Case Report
Copyright ©The Author(s) 2019.
World J Clin Cases. Dec 6, 2019; 7(23): 4011-4019
Published online Dec 6, 2019. doi: 10.12998/wjcc.v7.i23.4011
Figure 1
Figure 1 Upper endoscopy and computed tomography gastrography findings at surgery. A: Upper endoscopy showed an ulcerative lesion of the gastric fundus with spontaneous bleeding; B: Computed tomography gastrography showed a relatively well-defined mass with ulceration of the gastric fundus, 3 cm below the esophago-gastric junction, with heterogeneous enhancement, measuring approximately 60 mm.
Figure 2
Figure 2 Overhead view of the operative technique. A: operative room configuration; B: da Vinci® Si™ port layout. R: Robotic trocar; SUL: Spine-umbilical line; MCL: Midclavicular line.
Figure 3
Figure 3 Gross examination and histopathology.
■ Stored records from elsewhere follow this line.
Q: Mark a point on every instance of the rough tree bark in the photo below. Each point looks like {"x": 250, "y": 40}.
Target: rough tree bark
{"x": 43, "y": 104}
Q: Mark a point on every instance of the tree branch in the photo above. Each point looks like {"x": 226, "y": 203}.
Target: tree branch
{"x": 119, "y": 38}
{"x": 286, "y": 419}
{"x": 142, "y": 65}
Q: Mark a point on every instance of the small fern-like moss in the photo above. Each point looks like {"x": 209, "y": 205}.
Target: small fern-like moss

A: Polypoid lesion with central ulcer (arrow), located in the gastric wall protruding into mucosal and serous surfaces; B: Cut surface showing grayish-white; C: Microscopic sections (hematoxylin-eosin staining) of the gastric neoplasm showing both epithelioid and spindle cell components; D: 3.3’-diaminobenzidine (DAB) immunostaining for HMB-45 demonstrates positivity for epithelioid and spindle cells (arrows); E: The spindle and epithelioid cells are consistently immunopositive for smooth muscle actin following DAB immunostaining; F: Focal expression of MART-1 in the tumor cells (arrows) following DAB immunostaining. Magnification: C: 4 ×; D: 10 ×; E: 4 ×; F: 10 ×.